STYLE FILE: Mid-Century Modern
The 1950's is in, it's hot, and it's not going anywhere (at least for a while, which is fine by me.) An open floor plan is a must for any mid-century modern home. Choose iconic furniture pieces from period designers such as Eames, Saarinen, and Miller. Tie everything together with bright pops of color.
A little history
The term Mid-Century Modern was coined in 1984 by art historian Clara Greenberg. It was used to describe architecture, furniture and product design of the '40's and '60's. It defines a softened modern look, one with organic shapes and elegant designs. Candy colors adorned Mid-Century interiors. Many notable designers came to rise during this period- George Nelson, Charles & Ray Eames, Alvar Aalto, and Eero Saarinen are a few whose designs are still widely reproduced today.
Mid-Century Modern homes saw a few different color palettes through out their heyday. The 1950's were known for bright candy colors like Harvest Gold, Turquoise Blue, and Chartreuse. The 1960's saw a more refined color palette of olive greens, maroons, and creams. Choosing a few of these colors to incorporate along with fresh, contemporary colors (think Marsala, Pantone's 2015 color of the year) will set the proper backdrop for your decor.
Pattern + Materials
Embracing and refining the kitschy-ness of 1950's patterns is a must. Patterns like diamonds, funky geometric and abstract prints make bold accents throughout a Mid-Century space. Space designs like half-moons and star bursts fit perfectly, as well. Neutrals like woven linen and boucle fabrics add texture and give a refined, updated look to your home. The key here is to choose a color palette and stick with it throughout your space.
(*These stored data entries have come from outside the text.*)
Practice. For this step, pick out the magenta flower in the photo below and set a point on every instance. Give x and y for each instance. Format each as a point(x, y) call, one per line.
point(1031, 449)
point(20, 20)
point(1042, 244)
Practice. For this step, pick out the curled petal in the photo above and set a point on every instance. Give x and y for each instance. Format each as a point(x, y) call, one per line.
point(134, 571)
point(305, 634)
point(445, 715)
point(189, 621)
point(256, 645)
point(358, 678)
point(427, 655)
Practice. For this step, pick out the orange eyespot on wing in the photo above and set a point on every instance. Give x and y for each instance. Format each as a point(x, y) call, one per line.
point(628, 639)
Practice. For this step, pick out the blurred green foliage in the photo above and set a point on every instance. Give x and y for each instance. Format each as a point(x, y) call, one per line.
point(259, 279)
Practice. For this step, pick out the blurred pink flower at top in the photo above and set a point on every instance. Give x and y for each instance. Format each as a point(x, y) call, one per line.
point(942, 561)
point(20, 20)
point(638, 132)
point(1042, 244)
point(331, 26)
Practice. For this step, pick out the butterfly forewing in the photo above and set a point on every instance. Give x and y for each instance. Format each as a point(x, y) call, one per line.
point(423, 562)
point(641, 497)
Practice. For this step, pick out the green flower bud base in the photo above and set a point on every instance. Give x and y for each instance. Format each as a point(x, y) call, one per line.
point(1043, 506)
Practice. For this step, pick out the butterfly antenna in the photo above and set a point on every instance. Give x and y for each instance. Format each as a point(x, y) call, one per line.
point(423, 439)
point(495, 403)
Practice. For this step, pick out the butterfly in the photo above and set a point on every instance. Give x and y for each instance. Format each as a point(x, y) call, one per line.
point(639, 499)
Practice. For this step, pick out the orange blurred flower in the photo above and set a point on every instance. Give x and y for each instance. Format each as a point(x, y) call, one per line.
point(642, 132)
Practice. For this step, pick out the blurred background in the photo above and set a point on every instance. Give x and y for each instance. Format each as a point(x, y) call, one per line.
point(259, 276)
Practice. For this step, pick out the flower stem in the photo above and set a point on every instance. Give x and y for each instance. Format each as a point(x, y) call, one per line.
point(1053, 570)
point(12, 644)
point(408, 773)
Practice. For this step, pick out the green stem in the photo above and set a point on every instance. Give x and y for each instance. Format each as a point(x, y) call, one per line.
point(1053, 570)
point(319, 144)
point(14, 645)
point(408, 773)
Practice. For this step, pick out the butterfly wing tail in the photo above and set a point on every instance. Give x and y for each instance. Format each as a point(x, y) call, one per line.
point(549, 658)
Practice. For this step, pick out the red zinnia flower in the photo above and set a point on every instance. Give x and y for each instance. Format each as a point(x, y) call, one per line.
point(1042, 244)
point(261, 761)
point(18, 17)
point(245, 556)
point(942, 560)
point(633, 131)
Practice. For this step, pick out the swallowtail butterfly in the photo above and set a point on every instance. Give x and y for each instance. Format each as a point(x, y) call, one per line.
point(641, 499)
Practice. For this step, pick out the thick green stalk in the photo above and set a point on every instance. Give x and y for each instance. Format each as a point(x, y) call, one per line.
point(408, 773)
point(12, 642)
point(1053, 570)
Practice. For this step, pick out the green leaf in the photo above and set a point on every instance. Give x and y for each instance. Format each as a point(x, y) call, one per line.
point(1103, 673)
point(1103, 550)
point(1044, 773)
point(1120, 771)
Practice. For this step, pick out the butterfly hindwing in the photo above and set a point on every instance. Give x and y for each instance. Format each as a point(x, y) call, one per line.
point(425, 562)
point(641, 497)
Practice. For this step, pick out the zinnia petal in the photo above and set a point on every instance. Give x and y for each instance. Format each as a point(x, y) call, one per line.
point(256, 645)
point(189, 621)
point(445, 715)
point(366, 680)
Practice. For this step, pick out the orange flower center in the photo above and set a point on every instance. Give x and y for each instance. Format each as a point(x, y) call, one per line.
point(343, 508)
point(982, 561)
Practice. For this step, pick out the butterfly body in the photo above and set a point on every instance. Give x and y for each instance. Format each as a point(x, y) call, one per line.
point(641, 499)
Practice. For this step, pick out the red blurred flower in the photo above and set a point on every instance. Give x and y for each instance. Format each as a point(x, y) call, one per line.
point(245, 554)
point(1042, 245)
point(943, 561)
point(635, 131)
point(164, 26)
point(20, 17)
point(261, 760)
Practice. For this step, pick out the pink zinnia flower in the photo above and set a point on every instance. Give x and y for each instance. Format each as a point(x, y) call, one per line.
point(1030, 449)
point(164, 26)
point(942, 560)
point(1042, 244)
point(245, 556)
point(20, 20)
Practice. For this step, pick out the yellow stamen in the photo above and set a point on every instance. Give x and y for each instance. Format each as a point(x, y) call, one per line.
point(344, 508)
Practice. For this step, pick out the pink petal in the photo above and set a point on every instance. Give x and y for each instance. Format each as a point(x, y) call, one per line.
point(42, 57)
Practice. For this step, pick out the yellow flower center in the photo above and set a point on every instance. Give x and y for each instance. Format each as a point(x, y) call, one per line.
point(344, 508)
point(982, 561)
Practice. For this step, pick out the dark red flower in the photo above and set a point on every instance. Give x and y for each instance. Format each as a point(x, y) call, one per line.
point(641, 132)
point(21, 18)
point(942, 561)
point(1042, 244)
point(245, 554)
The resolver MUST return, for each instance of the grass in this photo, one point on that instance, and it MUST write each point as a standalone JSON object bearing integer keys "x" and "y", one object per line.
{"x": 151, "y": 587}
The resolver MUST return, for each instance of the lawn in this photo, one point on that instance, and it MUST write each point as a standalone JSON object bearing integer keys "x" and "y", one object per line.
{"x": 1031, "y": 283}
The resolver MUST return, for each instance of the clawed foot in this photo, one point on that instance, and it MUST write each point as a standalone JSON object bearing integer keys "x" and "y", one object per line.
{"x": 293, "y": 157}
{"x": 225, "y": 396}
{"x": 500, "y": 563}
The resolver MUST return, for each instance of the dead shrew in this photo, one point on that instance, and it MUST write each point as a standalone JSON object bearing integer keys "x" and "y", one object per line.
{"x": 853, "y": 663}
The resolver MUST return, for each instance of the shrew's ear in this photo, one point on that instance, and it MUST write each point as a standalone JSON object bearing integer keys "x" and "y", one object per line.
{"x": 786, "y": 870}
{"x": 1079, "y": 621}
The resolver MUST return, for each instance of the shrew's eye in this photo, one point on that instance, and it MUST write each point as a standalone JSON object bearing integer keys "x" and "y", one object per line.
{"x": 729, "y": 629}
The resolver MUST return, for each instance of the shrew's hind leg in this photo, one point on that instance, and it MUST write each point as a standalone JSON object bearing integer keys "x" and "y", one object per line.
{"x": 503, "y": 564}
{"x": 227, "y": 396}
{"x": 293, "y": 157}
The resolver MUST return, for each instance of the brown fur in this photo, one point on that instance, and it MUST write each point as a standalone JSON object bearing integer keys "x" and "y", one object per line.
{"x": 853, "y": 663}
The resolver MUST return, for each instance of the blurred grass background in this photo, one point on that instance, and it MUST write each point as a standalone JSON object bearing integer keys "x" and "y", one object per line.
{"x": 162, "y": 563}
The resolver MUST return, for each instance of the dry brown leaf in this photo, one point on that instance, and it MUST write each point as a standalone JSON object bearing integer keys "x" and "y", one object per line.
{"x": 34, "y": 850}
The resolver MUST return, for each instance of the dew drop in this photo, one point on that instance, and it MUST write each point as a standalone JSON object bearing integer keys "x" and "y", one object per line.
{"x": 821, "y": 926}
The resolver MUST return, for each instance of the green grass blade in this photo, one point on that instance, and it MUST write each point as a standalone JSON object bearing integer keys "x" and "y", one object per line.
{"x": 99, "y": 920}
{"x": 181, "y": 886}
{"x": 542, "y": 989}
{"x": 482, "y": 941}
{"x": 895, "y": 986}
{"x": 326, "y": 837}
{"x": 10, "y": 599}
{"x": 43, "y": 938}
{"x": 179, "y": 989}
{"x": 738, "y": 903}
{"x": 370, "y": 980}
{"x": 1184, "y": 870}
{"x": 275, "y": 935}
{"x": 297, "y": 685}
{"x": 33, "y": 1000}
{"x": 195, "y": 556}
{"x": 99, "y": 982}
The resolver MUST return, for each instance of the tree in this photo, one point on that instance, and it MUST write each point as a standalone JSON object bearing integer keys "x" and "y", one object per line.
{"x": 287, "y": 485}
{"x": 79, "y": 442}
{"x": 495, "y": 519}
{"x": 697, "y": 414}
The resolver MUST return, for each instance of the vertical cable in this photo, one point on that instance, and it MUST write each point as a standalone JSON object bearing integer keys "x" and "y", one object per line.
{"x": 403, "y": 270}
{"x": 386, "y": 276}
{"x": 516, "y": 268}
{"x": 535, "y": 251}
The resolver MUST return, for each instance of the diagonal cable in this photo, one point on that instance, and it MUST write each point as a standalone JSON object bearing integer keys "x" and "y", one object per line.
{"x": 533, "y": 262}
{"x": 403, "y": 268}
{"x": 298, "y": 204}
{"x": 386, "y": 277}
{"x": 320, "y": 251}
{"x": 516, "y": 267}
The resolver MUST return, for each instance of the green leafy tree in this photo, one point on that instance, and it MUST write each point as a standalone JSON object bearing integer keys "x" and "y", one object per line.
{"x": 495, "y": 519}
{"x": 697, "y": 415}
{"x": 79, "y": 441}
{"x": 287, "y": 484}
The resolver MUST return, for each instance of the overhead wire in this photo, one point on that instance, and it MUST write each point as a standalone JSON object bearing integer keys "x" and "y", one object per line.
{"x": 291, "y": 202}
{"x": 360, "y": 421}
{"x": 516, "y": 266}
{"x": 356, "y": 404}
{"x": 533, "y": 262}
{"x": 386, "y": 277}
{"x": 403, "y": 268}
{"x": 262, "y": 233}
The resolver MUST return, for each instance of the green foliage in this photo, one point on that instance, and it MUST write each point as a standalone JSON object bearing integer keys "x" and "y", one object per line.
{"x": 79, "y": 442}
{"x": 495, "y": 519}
Natural wood is a staple in any Mid-Century styled space. Teak and Walnut are among the most popular choices. Leather, glass, and smooth, shiny metals all balance out wood-heavy designs. To keep your space from looking like it's stuck in the 1950's, choose quality materials over plastics and plywoods.
Mid-Century Modern furniture is known for it's union of straight geometric lines blended seamlessly together with organic details. Choosing furniture with tapered legs and strong geometric silhouettes are a great start when picking out furniture. Adding accent pieces, like a sculpted, organic chair (think Saarinen's Womb Chair) helps set apart the Mid-Century style from it's current brother, Contemporary.
Decor + Details
Choose Materials Wisely
Materials like teak wood were used in abundance during the height of Mid-Century Modern design. Today it is widely known that teak wood isn't a sustainable choice as it is harvested from dwindling, old-growth forests. To help preserve these natural resources, pick quality vintage peices over new ones.
Update with Contemporary Touches
Using too many patterns and decorative accents directly from the 1950's is a straight path to a dated space. Making swaps to these items with updated accents inspired by the Mid-Century style is a great way to keep things looking fresh.
Keep Your Space Open
Homes of the '50's were known for open layouts and wide walls of windows. These architectural features have carried themselves to present day designs, and for good reason. Large, open spaces allow for bright interiors and a welcoming environment to residents and guest alike.